Incendiaria en combustión

Ecos, narcisos y algunos murciélagos

Pasa como en la oscuridad. Cuando el silencio te rodea, una de las mejores opciones es la de quedarte parada para saber donde estás. Parece un estado de enmudecimiento y puede prolongarse durante meses, pero solo es una forma de ver. Una puede permanecer en silencio durante varias semanas mirando el cielo y recordando cómo era cuando podía rozarlo con la mano pero al final se da cuenta de que los pies no han dejado nunca de tocar la tierra. Y es ahí, cuando vuelves a pronunciar la primera palabra.

Fue mirando al cielo en silencio cuando recordé aquella pregunta a la que asistí hace casi un año y de la que ya levanté testimonio por aquí: «¿Cómo dejar ciego a un murciélago?» Y la pregunta con su respuesta, me sirvió de rescate: El murciélago es un animal ciego que puede lanzar hasta noventa gritos por segundo para obtener, gracias a su eco, un mapa del territorio en el que se encuentra. Entonces, hay dos formas de dejar ciego a un murciélago: una, perforarle los tímpanos; la otra, coserle la boca. Porque un murciélago que no oye, un murciélago que no grita, un murciélago que solo oye o un murciélago que solo grita, es un murciélago ciego. Y eso sirve tanto para la vida como para la creación. Si solo gritamos no podremos ver el origen de nuestro dolor. Para reconocernos y reconocer el mundo que nos rodea tendremos que alternar el grito y el silencio. Tendremos que dejar que nuestro propio eco nos resuene por dentro para conocer el punto en el que nos encontramos y cuestionarnos sobre la dirección que queremos seguir. Primero volverse eco, luego hacerse silencio para volver a gritar.

Así, mirando al cielo y enmudecida como estaba, hace unos días caía en mis manos el número cuatro de la revista portuguesa «Textos e pretextos» dedicada, precisamente, al silencio. Entre sus múltiples colaboraciones, las páginas de la publicación me han servido para explicarme a través de la figura de Eco: aquella ninfa enamorada de Narciso a la que Hera condenó a repetir las últimas palabras de aquello que se le dijera. Una condena a la incomunicación y al malentendido por la que fue incapaz de hablarle al joven Narciso cuando caminando por el bosque él preguntó: «¿Hay alguien aquí?» Y ella contestó: «Aquí, aquí». Incapaz de verla entre los árboles, Narciso le gritó: «Ven». Algo que Eco también repitió y al salir de entre los árboles con los brazos abiertos Narciso se negó cruelmente a aceptar su amor. Finalmente, la ninfa, desolada, se ocultó en una cueva y en ella se consumió hasta que solo quedó su voz.

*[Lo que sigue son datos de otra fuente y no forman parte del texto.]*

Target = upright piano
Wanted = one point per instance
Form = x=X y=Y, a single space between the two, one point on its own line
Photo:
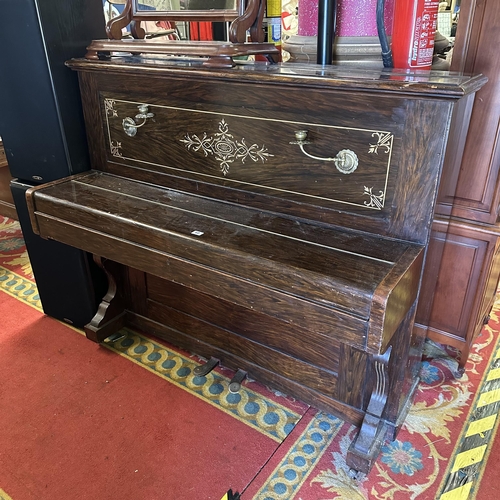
x=273 y=218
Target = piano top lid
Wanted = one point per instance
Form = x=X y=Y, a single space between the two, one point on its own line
x=442 y=84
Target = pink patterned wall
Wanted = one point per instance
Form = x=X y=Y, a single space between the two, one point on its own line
x=354 y=17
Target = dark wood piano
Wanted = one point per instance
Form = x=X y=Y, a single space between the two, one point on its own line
x=273 y=218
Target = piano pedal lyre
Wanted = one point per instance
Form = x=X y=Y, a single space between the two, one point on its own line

Tal vez Eco impere en nuestro tiempo veloz, fragmentado y astillado, dividido en múltiples fracciones de realidad que, en unos casos, se reproducen insistentemente y que, en otros, se esconden o se pierden. Tal vez la dificultad de explicar nuestro grito sea la venganza de Eco. Por ello, «Textos e pretextos» aconseja «anular el ruido dominante y volver a construir un sentido para las cosas respondiendo a Eco con el silencio». Una vez más, volverse eco para hacerse silencio y volver a gritar.

Entonces, silencio como sosiego, como pausa para aclarar la voz y huir de cualquier apariencia adquirida. Silencio para reconocer el lugar en el que nos encontramos y reconocer nuestra propia sombra en medio de algún desierto si es que nuestra sombra aún nos acompaña.